Unfortunately, the government has either been a willing partner in these deceptions or incredibly naive. Given BP's record it begs the question, what is the government's interest in this situation; avoiding responsibility; avoiding the implication of official misconduct in the Interior Department or simply trying to avoid "ownership" of the situation and its concommitant lose/lose political implications? Any or all of these would be better motives than simple inefficiency or inability to grasp the magnitude of the disaster from its onset. None of these however is good for the people, the environment or any hope of building a credible national response from government.
It is time for the asymmetry of information to end. The government and BP must be compelled by public action, active investigative reporting and Congressional oversight to disclose all the information about this situation BP and the government have. NOAA, Coast Guard, Interior, EPA and BP (including its affiliates, contractors and all other private parties involved) must be held to a higher standard of disclosure by the Obama Administration and Congress. The public has a right to know and the Obama Administration and Congress have a duty to fully inform the public. Until the information gap is closed no truly effective action can be taken and no positive working public consensus can be achieved.
Delay, deny and defend will simply not work in this situation. The Gulf oil spill is a catastrophe and the impact of the appearance of impropriety is too great. The economic, political and ecological impacts should not be minimized, but investigated, quantified and presented to the American people as quickly as possible and in plain terms. We need to be informed about what is known at this point. What resources are being used to assess the situation and what is unknown.
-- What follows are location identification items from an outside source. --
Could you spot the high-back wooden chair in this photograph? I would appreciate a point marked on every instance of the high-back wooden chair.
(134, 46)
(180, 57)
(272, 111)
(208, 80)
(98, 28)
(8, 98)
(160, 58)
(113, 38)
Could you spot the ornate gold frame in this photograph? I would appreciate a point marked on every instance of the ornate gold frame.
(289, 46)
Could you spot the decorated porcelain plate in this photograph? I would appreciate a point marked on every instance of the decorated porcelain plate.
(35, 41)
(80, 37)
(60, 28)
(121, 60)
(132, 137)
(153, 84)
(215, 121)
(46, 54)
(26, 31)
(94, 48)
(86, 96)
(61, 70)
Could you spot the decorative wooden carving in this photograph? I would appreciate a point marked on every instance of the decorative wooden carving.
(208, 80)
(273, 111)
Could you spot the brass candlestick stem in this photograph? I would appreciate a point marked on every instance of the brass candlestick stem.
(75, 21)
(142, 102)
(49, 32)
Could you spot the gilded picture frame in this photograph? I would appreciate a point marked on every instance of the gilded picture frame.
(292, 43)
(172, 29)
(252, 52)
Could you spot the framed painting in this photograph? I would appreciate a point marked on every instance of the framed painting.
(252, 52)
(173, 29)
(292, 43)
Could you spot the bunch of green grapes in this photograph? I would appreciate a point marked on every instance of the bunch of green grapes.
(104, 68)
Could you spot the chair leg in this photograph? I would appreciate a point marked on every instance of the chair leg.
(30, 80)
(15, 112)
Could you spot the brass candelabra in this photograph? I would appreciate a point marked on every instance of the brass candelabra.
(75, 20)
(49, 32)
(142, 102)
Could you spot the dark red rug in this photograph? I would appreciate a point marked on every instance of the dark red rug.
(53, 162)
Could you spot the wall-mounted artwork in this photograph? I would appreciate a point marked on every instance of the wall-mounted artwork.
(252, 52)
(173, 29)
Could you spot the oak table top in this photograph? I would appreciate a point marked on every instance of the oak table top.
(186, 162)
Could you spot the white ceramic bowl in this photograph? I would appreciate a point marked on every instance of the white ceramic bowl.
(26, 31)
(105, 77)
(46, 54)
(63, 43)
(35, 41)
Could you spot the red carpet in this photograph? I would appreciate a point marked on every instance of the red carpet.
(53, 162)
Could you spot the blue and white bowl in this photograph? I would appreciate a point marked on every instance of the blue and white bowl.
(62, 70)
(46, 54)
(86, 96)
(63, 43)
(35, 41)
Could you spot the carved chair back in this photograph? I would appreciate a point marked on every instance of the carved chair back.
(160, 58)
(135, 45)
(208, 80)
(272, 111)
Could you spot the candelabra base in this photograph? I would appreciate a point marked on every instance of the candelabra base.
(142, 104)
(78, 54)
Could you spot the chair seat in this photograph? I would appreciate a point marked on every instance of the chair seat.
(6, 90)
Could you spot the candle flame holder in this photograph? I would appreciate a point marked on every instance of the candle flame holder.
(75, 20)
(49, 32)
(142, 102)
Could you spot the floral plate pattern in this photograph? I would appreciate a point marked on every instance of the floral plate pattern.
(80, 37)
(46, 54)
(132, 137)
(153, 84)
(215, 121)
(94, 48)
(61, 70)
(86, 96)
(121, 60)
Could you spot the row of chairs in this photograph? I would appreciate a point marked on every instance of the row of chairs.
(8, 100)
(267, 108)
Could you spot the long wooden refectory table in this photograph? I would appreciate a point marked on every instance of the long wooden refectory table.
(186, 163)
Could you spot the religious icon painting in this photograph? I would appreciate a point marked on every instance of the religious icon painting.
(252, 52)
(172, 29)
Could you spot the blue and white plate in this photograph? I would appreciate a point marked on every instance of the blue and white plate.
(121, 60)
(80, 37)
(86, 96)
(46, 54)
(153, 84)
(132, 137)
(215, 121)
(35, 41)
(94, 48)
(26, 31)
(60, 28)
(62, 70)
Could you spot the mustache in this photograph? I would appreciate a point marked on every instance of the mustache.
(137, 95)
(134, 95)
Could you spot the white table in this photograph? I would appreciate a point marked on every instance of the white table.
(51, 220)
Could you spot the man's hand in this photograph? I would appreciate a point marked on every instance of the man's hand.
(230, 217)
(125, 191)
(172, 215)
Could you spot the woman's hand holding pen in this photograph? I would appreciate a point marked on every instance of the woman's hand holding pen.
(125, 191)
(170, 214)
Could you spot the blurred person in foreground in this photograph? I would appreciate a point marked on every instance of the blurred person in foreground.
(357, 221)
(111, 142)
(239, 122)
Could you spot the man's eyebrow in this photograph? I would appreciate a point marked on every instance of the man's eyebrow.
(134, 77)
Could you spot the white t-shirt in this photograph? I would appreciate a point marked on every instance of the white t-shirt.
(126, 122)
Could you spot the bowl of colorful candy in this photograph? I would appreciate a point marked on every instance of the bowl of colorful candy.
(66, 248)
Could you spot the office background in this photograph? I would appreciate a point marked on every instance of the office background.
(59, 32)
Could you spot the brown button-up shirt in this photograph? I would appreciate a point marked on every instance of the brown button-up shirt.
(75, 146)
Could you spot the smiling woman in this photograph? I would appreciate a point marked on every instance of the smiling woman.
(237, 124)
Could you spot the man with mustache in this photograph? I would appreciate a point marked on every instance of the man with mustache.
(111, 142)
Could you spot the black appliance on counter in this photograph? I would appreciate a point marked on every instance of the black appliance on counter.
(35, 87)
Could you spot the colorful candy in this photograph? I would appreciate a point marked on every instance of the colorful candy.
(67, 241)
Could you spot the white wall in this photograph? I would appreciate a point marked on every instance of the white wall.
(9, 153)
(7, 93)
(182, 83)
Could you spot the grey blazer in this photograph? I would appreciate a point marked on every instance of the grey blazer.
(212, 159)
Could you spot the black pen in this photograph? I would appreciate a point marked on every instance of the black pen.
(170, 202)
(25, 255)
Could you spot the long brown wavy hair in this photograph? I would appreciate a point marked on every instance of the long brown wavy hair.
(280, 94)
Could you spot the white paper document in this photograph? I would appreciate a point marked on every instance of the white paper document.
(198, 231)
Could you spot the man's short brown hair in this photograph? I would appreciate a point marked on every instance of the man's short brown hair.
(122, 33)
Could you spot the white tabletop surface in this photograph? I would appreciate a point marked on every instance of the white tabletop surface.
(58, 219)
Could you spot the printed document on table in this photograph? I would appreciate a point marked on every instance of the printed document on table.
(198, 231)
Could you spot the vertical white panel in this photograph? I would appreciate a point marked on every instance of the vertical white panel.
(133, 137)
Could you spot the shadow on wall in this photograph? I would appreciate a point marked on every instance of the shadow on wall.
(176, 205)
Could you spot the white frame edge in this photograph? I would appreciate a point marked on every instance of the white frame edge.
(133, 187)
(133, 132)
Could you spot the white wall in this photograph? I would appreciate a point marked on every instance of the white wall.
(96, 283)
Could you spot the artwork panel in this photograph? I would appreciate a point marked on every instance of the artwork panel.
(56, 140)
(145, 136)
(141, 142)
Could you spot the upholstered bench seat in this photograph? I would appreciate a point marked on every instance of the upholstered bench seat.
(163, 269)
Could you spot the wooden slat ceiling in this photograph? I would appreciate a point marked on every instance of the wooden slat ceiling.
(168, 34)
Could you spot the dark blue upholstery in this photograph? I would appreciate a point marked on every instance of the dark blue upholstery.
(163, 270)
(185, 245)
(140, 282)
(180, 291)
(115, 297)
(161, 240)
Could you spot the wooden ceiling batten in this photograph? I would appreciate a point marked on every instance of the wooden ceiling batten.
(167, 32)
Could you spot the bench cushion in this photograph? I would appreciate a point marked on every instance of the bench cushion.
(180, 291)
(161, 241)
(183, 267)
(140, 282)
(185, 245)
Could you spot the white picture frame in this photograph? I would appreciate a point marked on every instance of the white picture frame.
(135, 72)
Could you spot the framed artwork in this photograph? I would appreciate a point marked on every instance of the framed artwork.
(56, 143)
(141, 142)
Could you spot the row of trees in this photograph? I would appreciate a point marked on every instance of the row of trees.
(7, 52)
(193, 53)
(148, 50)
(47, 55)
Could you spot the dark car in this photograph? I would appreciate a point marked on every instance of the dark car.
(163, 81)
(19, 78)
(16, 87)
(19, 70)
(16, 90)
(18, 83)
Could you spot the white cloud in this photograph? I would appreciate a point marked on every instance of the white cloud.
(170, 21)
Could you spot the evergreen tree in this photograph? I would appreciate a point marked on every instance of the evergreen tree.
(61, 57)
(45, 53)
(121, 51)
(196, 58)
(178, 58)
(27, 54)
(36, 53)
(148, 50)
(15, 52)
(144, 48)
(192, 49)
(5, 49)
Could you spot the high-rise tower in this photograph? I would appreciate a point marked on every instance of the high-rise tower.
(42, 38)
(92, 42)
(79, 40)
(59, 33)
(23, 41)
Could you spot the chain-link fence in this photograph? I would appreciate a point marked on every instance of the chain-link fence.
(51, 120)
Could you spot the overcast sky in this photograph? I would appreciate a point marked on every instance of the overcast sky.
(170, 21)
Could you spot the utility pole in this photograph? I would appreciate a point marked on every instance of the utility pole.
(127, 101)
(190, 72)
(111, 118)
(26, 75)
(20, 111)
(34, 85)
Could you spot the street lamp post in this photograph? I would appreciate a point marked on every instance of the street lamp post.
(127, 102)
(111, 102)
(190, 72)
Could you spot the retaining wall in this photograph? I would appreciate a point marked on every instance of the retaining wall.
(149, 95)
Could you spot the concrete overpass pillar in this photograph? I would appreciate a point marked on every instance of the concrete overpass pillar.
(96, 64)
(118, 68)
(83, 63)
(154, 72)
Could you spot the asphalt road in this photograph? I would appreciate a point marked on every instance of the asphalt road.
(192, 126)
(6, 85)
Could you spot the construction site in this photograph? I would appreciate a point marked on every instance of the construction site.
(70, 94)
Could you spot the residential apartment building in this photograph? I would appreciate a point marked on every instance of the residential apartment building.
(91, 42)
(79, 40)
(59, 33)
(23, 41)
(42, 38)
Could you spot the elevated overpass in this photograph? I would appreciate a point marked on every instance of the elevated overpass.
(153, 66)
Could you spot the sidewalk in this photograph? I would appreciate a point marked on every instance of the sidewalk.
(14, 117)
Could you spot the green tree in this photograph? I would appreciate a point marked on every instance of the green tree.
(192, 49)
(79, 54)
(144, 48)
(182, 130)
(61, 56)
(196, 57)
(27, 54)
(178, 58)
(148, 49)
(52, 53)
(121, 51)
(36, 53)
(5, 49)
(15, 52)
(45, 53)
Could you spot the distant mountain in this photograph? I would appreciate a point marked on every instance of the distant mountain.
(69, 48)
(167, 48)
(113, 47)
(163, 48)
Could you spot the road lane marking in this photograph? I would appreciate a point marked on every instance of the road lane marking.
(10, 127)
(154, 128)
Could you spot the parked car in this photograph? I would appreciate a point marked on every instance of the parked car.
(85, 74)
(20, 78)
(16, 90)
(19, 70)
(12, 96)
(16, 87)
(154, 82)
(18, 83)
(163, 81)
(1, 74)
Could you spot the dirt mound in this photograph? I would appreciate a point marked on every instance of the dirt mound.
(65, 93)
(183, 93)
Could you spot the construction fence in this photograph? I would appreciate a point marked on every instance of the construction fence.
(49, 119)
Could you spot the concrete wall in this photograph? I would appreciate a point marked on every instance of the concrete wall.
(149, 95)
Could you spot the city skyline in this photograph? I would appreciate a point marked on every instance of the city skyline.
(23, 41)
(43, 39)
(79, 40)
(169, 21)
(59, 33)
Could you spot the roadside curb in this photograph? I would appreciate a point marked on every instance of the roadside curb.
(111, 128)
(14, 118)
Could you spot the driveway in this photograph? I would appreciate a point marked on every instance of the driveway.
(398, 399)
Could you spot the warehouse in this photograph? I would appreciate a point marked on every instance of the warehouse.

We don't need factoids, we need a context, a coherent story that is fact based and credible. We need to know this information from an Administration source other than Thad Allen, Bob Gibbs or Secretary Salazar, they have no credibility at this time (regardless of the reasons, that is simply the case), and an Administration spokesperson (might I suggest recruiting Al Gore, Colin Powell or someone of similar stature) should be given the overall brief to ride herd on this process and the information being assimilated and disseminated. The current process is not working for the President, the people or the effort to manage this most difficult situation.